The \(\beta\)-trefoil fold shows pseudo-three-fold rotational symmetry, with three subdomains of the protein (called \(\alpha\), \(\beta\) and \(\gamma\)) that each contain four \(\beta\)-strands. In the case of SeviL the internal symmetry is poorly reflected in the sequence (Fig. 1B), although each subdomain contains an equivalent tryptophan residue, as found in other members of the family.

Figure 2
figure 2

(A) Stereo view of the 2mFo-DFc electron density map of apo-SeviL, showing the dimer interface created by the two-fold symmetry axis. Carbon atoms are shown in brown for one subunit and white for the other. Oxygen atoms are coloured red and nitrogen blue. Hydrogen bonds are shown as orange dotted lines. The Gln 12 side-chain forms a double hydrogen bond with its symmetry mate. The nitrogen atom of Met 36 donates a hydrogen bond to the oxygen atom of Arg 14 in the partner subunit. The map is contoured at 1 \(\sigma\). (B) The 2mFo-DFc electron density map covering the tetrasaccharide bound by SeviL. The glucose residue is more mobile, but the temperature factors and density for the other residues indicate high occupancy in a single conformation.

The two monomers in the dimer are closely associated by hydrophobic interactions and hydrogen bonds involving 11 residues on each subunit. Gln 12 and Phe 126 lie close together, and their side-chains lie opposite their symmetry mates at the dimer interface. Based on the crystal structure, a double mutant was designed (Q12R/F126K) that was expected to fold in a monomeric form, missing important contacts at the dimer interface. The mutant protein proved stable enough to be expressed at a high level, and purified in the same way as the native protein. Analytical ultracentrifugation confirms the native protein is a tightly-bound dimer in solution, but the dimer is almost undetectable for the Q12R/F126K mutant (Fig. 1C). Met 36 (and its symmetry mate) contributes the largest contribution of buried surface area of any residue at the interface, becoming entirely sequestered from the bulk solvent (Fig. 2A). The buried interface area between SeviL monomers is 780 Å2, but too small for PISA28 to predict a stable dimer with confidence. Contacts between the two subunits are listed in STable 1. Compared to MytiLec, SeviL is truncated at the C-terminus by 13 residues. These 13 residues form part of the dimer interface in MytiLec, so the two subunits of SeviL are held together by a quite different set of interactions. \(\beta\)-trefoil lectins are often found to be dimeric, but the dimer interactions differ widely in buried surface area and orientation29.
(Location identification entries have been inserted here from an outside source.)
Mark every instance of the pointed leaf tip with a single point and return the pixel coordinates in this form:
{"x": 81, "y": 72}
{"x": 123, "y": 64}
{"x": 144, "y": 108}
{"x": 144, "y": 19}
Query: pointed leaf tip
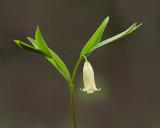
{"x": 40, "y": 42}
{"x": 95, "y": 39}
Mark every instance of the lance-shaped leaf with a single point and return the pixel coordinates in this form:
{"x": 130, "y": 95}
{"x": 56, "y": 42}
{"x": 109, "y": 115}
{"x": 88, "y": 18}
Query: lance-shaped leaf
{"x": 33, "y": 42}
{"x": 28, "y": 47}
{"x": 40, "y": 42}
{"x": 95, "y": 39}
{"x": 59, "y": 65}
{"x": 55, "y": 61}
{"x": 119, "y": 36}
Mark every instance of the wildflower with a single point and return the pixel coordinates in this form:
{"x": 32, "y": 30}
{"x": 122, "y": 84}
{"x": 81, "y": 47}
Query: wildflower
{"x": 88, "y": 78}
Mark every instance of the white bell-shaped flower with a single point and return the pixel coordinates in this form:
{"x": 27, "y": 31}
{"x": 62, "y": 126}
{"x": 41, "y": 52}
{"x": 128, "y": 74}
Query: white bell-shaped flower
{"x": 88, "y": 78}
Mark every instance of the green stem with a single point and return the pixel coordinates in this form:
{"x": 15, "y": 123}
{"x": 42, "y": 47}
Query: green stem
{"x": 72, "y": 94}
{"x": 73, "y": 105}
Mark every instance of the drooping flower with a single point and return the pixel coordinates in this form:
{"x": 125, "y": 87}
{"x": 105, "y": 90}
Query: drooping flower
{"x": 88, "y": 78}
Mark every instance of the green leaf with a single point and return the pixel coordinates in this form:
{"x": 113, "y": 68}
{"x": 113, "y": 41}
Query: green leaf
{"x": 33, "y": 42}
{"x": 40, "y": 42}
{"x": 28, "y": 47}
{"x": 59, "y": 65}
{"x": 119, "y": 36}
{"x": 95, "y": 39}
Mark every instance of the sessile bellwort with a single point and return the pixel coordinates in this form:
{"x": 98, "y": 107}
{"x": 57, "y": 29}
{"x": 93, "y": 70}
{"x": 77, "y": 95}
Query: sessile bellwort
{"x": 88, "y": 78}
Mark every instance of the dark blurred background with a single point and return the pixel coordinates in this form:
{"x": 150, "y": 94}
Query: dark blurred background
{"x": 34, "y": 95}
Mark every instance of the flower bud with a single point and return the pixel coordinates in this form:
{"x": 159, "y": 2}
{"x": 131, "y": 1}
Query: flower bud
{"x": 88, "y": 78}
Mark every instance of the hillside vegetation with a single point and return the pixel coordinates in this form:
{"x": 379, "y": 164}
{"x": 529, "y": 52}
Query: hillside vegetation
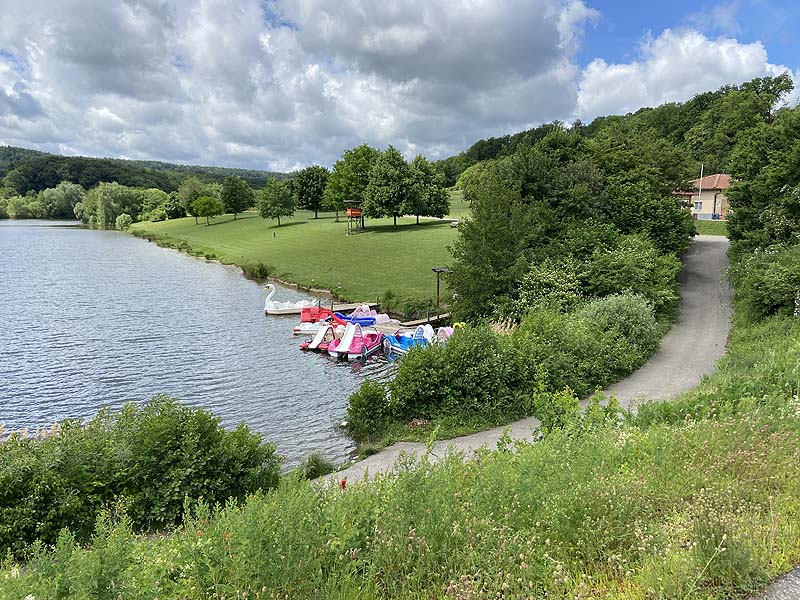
{"x": 566, "y": 282}
{"x": 33, "y": 171}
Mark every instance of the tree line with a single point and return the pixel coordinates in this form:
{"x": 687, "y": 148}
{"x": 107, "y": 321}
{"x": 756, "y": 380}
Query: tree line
{"x": 25, "y": 170}
{"x": 383, "y": 184}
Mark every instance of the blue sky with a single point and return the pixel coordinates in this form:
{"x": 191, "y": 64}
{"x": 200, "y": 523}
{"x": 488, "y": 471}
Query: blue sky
{"x": 623, "y": 24}
{"x": 281, "y": 84}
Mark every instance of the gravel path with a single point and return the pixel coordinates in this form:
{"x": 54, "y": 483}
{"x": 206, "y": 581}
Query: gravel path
{"x": 690, "y": 350}
{"x": 697, "y": 340}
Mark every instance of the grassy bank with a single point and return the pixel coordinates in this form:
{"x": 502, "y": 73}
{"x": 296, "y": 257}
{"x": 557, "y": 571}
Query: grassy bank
{"x": 317, "y": 253}
{"x": 699, "y": 502}
{"x": 711, "y": 227}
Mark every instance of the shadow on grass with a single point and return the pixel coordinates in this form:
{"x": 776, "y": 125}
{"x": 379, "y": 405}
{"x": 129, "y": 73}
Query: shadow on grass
{"x": 389, "y": 228}
{"x": 277, "y": 227}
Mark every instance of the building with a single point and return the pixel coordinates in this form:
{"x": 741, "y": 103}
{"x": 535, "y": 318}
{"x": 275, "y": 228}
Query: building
{"x": 708, "y": 200}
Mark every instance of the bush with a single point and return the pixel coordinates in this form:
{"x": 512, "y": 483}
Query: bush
{"x": 575, "y": 352}
{"x": 550, "y": 284}
{"x": 629, "y": 315}
{"x": 123, "y": 221}
{"x": 155, "y": 456}
{"x": 635, "y": 265}
{"x": 768, "y": 283}
{"x": 157, "y": 214}
{"x": 316, "y": 465}
{"x": 368, "y": 412}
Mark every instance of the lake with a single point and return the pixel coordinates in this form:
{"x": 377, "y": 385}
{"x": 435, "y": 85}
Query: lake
{"x": 99, "y": 317}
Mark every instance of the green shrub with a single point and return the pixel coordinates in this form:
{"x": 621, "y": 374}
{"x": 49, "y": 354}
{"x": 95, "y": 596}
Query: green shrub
{"x": 575, "y": 352}
{"x": 635, "y": 265}
{"x": 368, "y": 411}
{"x": 768, "y": 283}
{"x": 157, "y": 214}
{"x": 155, "y": 456}
{"x": 476, "y": 373}
{"x": 612, "y": 512}
{"x": 630, "y": 315}
{"x": 550, "y": 284}
{"x": 316, "y": 465}
{"x": 123, "y": 221}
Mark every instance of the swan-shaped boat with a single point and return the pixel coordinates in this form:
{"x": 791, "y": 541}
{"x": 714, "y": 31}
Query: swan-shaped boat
{"x": 285, "y": 308}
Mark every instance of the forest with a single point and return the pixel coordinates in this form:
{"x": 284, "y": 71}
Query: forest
{"x": 32, "y": 171}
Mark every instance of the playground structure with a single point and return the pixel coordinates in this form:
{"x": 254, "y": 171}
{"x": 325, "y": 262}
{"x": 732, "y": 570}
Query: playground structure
{"x": 355, "y": 218}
Within the apo crystal structure, a crystal contact is formed with Arg 26 of the B chain approaching within 3.6 Å of its symmetry mate. Two nearby balls of electron density were modelled as chloride ions, which would counter the repulsive charge on the two residues (SFigure 2). One chloride ion sits in a hydrophobic pocket formed by Phe 21, Phe 32 and Tyr 37; it comes within 3 Å of the side-chain of Asp 39, which also lies close to Arg 26 from the neighbouring molecule. No chloride ions were modelled near the A subunit, and it appears this interaction is unique to the crystal form, which was crystallised at pH 3.5.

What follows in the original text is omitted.